Livni’s new opposition leader

23 July

Hatnuas party leader Tzipi Livni, former minister and defender from the Likud right bloc, is stepping down in the role of opposition leader. The Labor Party – which is the largest opposition party – stands behind her, since its leader Avi Gabbay has no seat in parliament. As leader of the opposition, Livni succeeds Isaac Herzog, newly elected head of the Jewish Agency organization, which is responsible for the administration of Jewish immigration.
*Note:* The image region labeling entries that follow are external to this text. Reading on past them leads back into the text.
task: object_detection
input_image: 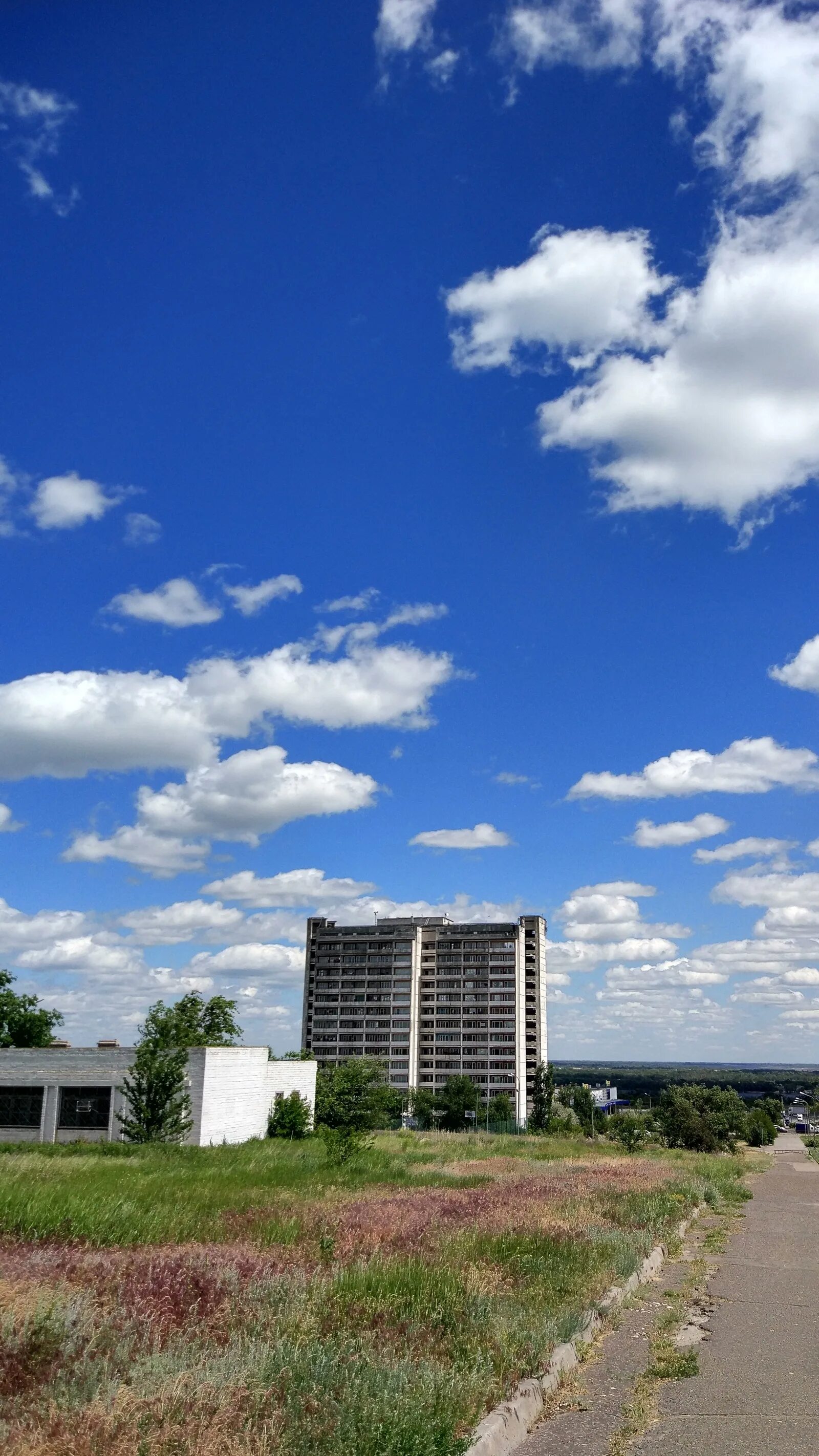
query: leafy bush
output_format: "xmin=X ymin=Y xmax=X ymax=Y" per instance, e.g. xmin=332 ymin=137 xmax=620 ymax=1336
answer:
xmin=435 ymin=1076 xmax=480 ymax=1133
xmin=119 ymin=1042 xmax=192 ymax=1143
xmin=557 ymin=1083 xmax=595 ymax=1137
xmin=0 ymin=971 xmax=62 ymax=1047
xmin=268 ymin=1092 xmax=310 ymax=1137
xmin=318 ymin=1125 xmax=373 ymax=1168
xmin=656 ymin=1083 xmax=748 ymax=1153
xmin=748 ymin=1105 xmax=777 ymax=1147
xmin=605 ymin=1112 xmax=649 ymax=1153
xmin=316 ymin=1057 xmax=403 ymax=1133
xmin=528 ymin=1061 xmax=554 ymax=1133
Rescuers are evacuated from Syria

July 22nd

About 400 rescue workers belonging to the Syrian organization White Helmets are evacuated by Israel. Members and their families are exported via the Golan Heights to Jordan at the request of several European countries as well as the United States. The white helmets have assisted the needy in rebel-controlled areas in Syria, but are now threatened in connection with the Syrian army’s advance in the south. The UK, Germany and Canada have offered to receive several rescue workers.

Controversial national state law adopted

July 19

Knesset, in a final vote, adopts the so-called National State Act, which has been bumped and wet for several years. The law, which is granted status as a basis (see Political system), defines Israel as the “national home of the Jewish people” and states that Jews have the exclusive right to self-determination in Israel. The law also states that Jerusalem is the capital of Israel and that the Israeli state should promote the establishment of Jewish settlements. The status of the Arabic language changes from official to special status. The law is adopted with the votes 62-55 and faces sharp criticism from the Arab members of the Kness who consider it discriminatory against the scarcely one-fifth of the country’s population of Arab origin. The Druze minority also condemns the law, which they believe degrades them to second-class citizens while at the same time expected to serve Israel as soldiers. Unlike the Arabs, the drusts do military duty, and many drusts have fallen in battle for Israel.
Defenders of the law say it is intended to safeguard Israel’s status as a “Jewish and democratic state” while critics point out that the concept of Jewish and democratic has been purged from previous versions of the law and that it does not mention anything about equality between citizens. Prime Minister Netanyahu dismisses this criticism by pointing out that other laws guarantee equality for non-Jews and define Israel as democratic.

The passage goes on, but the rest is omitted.